The Trickster is not a trickster by nature, he is a trickster by necessity. Governing the precept that the self masks all the way down perceiving delusions all the way up, it stands to reason that one of those “masks” would embolden the self to question all delusions and break all the masks. Indeed, one of those masks should embolden the self to the extent that it thinks it has nothing to lose. That mask is the mask of the trickster.





When a person dons the mask of the trickster, they become the personification of a trickster, an ambiguous and anomalous character defined by mischief and chaos.


A “Trickster” is an oxymoron; playful yet ruthless, timid yet fierce, naive yet cunning, seductive yet demure, calm yet chaotic, confined yet free. The personified trickster is a formal paradox, a hero. A rare kind of hero bound by neither code nor conduct, a hero with nothing to lose; a god in training.
 

LivingPoetintheFlesh

Senior Member
Interesting, nice prose poem. I feel that the rest of the passages were a terminology about what a trickster is. Perhaps you should cut that.
 

Darkkin

WF Veterans
There is not a lot here that is not illustrated by mythology archetypes. e.g. Loki and Puck.

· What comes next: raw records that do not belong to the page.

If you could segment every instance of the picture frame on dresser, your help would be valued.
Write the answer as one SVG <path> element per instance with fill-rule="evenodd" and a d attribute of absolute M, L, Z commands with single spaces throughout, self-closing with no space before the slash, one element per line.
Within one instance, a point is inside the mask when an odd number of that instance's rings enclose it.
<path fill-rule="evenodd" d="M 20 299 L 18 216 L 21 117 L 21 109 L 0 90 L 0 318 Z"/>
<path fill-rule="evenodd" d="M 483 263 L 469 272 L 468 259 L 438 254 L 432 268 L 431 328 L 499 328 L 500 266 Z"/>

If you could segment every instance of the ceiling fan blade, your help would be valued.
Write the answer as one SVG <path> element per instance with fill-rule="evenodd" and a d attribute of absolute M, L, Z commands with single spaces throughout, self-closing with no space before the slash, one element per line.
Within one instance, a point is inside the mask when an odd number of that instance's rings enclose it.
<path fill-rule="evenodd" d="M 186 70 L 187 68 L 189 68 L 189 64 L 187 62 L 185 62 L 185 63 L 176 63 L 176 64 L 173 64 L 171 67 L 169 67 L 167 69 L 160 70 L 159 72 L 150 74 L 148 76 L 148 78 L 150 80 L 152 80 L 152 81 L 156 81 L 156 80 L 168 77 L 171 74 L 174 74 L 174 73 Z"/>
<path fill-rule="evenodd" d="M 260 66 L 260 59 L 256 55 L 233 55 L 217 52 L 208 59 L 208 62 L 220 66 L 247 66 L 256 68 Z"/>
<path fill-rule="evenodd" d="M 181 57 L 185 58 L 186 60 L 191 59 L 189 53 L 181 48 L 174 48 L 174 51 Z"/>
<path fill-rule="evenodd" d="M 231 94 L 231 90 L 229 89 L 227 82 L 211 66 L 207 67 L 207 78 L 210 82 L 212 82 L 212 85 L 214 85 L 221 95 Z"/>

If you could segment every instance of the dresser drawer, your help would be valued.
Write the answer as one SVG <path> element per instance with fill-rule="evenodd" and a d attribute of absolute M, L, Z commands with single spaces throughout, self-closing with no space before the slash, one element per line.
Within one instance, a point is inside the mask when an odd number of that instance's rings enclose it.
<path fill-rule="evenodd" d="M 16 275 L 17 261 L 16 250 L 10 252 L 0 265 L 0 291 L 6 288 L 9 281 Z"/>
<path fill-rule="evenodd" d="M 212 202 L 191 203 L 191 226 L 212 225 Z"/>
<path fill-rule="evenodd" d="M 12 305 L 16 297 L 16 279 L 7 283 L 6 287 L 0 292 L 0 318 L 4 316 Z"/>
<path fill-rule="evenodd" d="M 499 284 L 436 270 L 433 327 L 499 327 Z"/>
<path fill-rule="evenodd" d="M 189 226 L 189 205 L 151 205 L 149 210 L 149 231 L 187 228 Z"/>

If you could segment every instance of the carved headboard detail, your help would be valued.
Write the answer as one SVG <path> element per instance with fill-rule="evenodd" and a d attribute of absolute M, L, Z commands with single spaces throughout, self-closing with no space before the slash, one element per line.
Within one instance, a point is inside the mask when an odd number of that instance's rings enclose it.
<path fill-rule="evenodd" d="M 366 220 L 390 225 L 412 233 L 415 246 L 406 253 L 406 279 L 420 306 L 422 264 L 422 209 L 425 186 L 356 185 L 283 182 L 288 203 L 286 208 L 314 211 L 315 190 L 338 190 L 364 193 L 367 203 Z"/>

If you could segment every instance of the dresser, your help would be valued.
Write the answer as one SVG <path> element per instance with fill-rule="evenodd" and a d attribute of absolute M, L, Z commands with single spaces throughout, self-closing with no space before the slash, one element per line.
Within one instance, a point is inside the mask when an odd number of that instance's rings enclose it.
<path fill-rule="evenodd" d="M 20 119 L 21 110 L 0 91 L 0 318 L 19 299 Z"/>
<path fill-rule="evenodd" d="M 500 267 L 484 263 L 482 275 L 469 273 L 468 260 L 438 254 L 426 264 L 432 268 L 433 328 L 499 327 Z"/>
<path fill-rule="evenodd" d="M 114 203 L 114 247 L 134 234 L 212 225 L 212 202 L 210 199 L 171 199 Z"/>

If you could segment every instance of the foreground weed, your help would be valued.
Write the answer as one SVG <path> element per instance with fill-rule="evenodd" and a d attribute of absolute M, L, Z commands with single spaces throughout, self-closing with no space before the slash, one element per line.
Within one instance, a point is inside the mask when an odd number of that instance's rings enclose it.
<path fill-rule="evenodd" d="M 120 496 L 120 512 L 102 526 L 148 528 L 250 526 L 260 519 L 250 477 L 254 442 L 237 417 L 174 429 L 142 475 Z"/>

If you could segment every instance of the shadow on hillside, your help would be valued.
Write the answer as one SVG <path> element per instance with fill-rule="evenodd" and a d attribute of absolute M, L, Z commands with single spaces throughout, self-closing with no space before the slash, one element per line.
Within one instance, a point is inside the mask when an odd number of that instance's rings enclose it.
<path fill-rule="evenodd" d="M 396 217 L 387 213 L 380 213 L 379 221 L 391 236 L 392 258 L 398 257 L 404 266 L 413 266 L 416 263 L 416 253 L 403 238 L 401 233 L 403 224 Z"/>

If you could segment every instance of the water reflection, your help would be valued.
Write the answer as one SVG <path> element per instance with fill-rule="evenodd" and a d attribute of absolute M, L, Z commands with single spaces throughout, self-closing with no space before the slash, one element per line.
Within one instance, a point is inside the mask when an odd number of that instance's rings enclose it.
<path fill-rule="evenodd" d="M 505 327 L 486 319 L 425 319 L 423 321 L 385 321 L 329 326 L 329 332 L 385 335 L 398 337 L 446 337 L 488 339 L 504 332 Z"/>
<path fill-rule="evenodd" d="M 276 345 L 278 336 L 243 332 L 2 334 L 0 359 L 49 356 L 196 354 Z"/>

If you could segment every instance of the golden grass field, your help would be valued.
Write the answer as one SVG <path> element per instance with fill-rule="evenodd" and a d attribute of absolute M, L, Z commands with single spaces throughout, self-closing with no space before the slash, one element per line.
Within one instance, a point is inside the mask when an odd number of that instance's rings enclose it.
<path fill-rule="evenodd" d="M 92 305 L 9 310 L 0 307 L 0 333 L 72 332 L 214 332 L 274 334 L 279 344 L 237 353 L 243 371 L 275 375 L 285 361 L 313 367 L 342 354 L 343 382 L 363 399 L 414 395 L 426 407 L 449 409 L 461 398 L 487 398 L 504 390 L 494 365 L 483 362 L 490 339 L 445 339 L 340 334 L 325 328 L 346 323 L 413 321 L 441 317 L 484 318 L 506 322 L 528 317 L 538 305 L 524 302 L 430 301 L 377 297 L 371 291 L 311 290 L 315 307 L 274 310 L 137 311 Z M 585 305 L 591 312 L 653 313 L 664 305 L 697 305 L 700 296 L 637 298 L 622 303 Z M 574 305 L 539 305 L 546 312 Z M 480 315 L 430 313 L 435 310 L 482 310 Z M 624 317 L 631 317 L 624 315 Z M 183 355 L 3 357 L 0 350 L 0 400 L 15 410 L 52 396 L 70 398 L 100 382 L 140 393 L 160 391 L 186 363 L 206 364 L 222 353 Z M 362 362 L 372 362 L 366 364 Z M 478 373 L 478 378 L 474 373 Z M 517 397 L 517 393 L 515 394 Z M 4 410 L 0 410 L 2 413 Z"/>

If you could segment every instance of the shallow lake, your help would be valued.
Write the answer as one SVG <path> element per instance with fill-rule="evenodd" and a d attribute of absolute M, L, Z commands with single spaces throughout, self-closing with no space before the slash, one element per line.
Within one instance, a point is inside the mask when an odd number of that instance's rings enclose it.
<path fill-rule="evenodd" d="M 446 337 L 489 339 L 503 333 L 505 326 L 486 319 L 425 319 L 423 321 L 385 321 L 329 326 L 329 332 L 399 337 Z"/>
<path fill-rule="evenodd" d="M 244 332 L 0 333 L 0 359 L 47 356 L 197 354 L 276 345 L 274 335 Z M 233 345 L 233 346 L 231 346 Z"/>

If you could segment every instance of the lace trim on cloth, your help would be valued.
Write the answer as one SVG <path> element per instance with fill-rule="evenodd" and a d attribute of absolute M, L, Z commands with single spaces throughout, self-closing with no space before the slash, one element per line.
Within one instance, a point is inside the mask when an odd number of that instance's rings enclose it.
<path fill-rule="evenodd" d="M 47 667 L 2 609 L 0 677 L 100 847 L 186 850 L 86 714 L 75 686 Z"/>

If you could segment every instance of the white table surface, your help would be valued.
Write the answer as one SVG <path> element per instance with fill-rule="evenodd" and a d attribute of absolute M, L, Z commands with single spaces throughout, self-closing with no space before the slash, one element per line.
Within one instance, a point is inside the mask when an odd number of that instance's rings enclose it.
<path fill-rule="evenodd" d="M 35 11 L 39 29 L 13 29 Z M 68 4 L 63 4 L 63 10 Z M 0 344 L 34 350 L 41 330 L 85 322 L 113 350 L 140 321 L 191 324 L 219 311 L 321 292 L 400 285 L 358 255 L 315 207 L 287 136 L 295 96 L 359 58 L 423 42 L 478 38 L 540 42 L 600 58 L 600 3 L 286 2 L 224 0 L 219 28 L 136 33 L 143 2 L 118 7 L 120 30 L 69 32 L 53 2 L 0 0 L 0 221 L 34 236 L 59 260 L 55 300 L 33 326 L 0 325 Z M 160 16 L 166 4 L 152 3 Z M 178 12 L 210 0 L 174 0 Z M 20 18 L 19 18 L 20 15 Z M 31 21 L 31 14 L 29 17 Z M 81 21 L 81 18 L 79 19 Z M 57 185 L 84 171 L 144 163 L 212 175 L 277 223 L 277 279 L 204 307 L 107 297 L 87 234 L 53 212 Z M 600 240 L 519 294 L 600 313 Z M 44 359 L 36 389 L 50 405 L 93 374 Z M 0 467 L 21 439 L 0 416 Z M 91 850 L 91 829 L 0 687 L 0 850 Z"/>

Does it work, yes. Is it unique in voice or content, not really. It feels more like a text book summary than a poem.

From a reader's standpoint more show and less tell would help. Draw your own trickster don't explain what readers already know. The paradox paragraph is a huge example of paasive tell and overwriting. Demostrate those traits in a tangible context. Consider giving the trickster a face and a voice, not a wikipedia summary.